Dari Namanya pun sudah bisa kita ketahui, "social media" yang mengandung kata "social" berarti banyak orang. Banyak orang, banyak cara berpikir dan cara menanggapi. Â Â
Tidak hanya di Tik Tok, namun di platform lain juga banyak yang menyebarkan infromasi yang kurang valid kebenarannya, sehingga menjadi hoax dan ujaran kebencian. Yang perlu diperbaiki agar produksi konten lebih sehat ialah, memperbaiki minat baca, dan cara berpikir.
Pelecehan seksual juga sangat marak terjadi di media social. Tidak dengan menyentuh, ataupun memperkosa secara langsung. Namun, hanya dengan menulis kalimat kalimat yang tidak pantas itu sudah termasuk ke dalam pelecehan seksual.

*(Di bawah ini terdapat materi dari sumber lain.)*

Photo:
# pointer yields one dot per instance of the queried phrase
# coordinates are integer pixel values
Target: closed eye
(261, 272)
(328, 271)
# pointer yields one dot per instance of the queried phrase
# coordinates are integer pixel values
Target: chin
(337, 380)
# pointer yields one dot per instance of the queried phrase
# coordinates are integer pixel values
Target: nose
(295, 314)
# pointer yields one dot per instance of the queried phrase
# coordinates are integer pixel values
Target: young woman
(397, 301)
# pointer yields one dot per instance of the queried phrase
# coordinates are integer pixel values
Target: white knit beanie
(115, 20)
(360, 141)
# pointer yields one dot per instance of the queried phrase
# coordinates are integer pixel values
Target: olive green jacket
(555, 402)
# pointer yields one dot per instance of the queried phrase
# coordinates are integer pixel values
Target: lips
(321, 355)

Tidak semua pengguna social media memiliki etika dasar dalam bermedia social. Saat ini, bagi mereka yang tidak menyukasi seseorang, mereka akan mulai "menyindir" orang lain yang mereka tidak sukai. Padahal, hal tersebut tidak perlu dilakukan.

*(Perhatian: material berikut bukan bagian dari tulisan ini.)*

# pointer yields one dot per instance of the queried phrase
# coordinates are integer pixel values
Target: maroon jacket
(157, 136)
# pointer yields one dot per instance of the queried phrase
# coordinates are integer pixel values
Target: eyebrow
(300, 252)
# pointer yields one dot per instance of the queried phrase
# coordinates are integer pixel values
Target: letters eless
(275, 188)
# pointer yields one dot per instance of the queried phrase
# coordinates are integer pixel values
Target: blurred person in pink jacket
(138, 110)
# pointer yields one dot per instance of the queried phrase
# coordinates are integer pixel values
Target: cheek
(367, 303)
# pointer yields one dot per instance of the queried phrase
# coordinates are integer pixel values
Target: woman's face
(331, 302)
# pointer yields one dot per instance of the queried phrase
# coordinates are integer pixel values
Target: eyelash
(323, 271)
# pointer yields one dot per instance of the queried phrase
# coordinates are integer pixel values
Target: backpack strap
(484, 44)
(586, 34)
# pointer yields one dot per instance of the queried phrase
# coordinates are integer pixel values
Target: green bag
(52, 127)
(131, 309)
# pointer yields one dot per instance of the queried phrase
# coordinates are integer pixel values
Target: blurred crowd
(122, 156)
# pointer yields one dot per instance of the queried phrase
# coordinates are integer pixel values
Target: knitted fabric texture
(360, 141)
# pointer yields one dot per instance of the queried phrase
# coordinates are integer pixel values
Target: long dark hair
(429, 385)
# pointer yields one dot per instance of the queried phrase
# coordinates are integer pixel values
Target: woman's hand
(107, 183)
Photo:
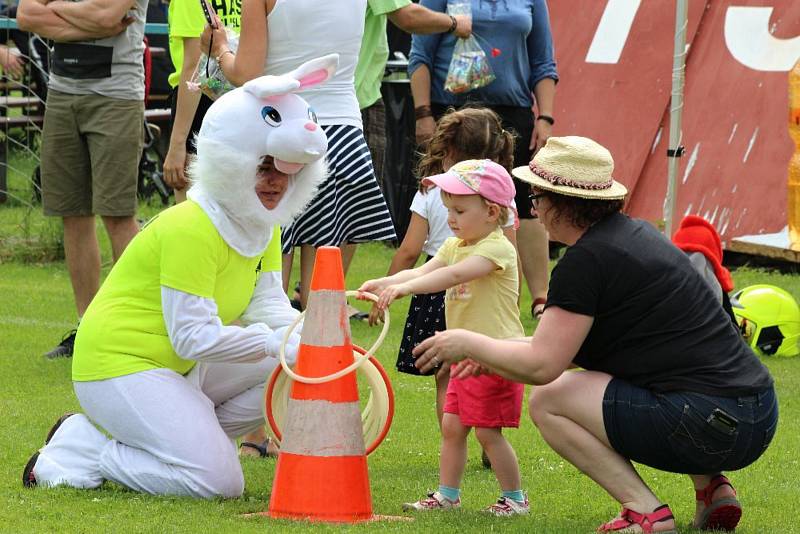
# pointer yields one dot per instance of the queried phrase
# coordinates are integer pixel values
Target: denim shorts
(686, 432)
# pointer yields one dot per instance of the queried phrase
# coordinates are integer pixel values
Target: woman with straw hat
(668, 382)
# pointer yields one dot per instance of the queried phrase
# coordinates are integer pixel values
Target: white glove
(274, 341)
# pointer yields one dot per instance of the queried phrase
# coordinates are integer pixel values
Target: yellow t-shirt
(186, 20)
(487, 305)
(123, 330)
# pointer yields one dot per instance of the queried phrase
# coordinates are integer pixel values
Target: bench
(150, 115)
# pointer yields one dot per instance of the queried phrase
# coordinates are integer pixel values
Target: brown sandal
(262, 448)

Banyak ditemukan pengguna social media yang masih dibawah umur, ketika mereka melihat konten sejenis tersebut, maka tanpa piker panjang mereka akan mengikuti cara bermedia social "sindiran" tersebut.
Dengan begitu, semakin lama media social tidak sehat bagi mental. Akan terbentuk mental "jago ketikan doang", "mental sosmed", ataupun sejenisnya. Dengan intensitas penggunaan media social yang terbilang tinggi, dapat menyebabkan pola piker yang berbeda.
Pentingnya kecerdasan dan kehati-hatian dalam menggunakan media social. Apabila belum memasuki usia untuk bermedia social, lebih baik jangan memaksakan untuk mendaftar akun media social.
Usia juga mempengarhui kualitas konten. Namun tidak sepenuhnya. Usia 7-15 tahun masih tergolong sangat anak anak. usia remaja memiliki pemikiran sendiri, dan sulit terbantahkan. Keinginan dan pikiran mereka yakin bahwa apa yang mereka unggah, memang benar adanya tanpa berpikir lebih jauh.
Apa yang perlu diperbaiki dalam conten creations? Yang pertama ialah minat membaca. Kebanyakan konten yang tidak sehat, berawal dari kurangnya minat membaca.
Berbagai survei menunjukkan hasil yang kurang menggembirakan. Survei Progamme for International Student Assessment (PISA) pada 2015 misalnya, memosisikan Indonesia berada di urutan ke-64 dari 72 negara. Selama kurun waktu 2012 -- 2015, skor PISA untuk membaca hanya naik 1 poin dari 396 menjadi 397, sedangkan untuk sains naik dari 382 menjadi 403, dan skor matematika naik dari 375 menjadi 386. Hasil tes tersebut menunjukkan bahwa kemampuan memahami dan keterampilan menggunakan bahan-bahan bacaan, khususnya teks dokumen, pada anak-anak Indonesia usia 9 -- 14 tahun berada di peringkat sepuluh terbawah. (Panduan GLN 2017, Kemdikbud)
Berdasarkan data dari Kemendikbud di atas, anak berusia 7 tahun sudah diberi kebebasan oleh orang tua untuk menggunakan ponsel secara bebas. Tanpa disadari, usia anak-anak juga mempengaruhi sehat atau tidaknya kualitas konten.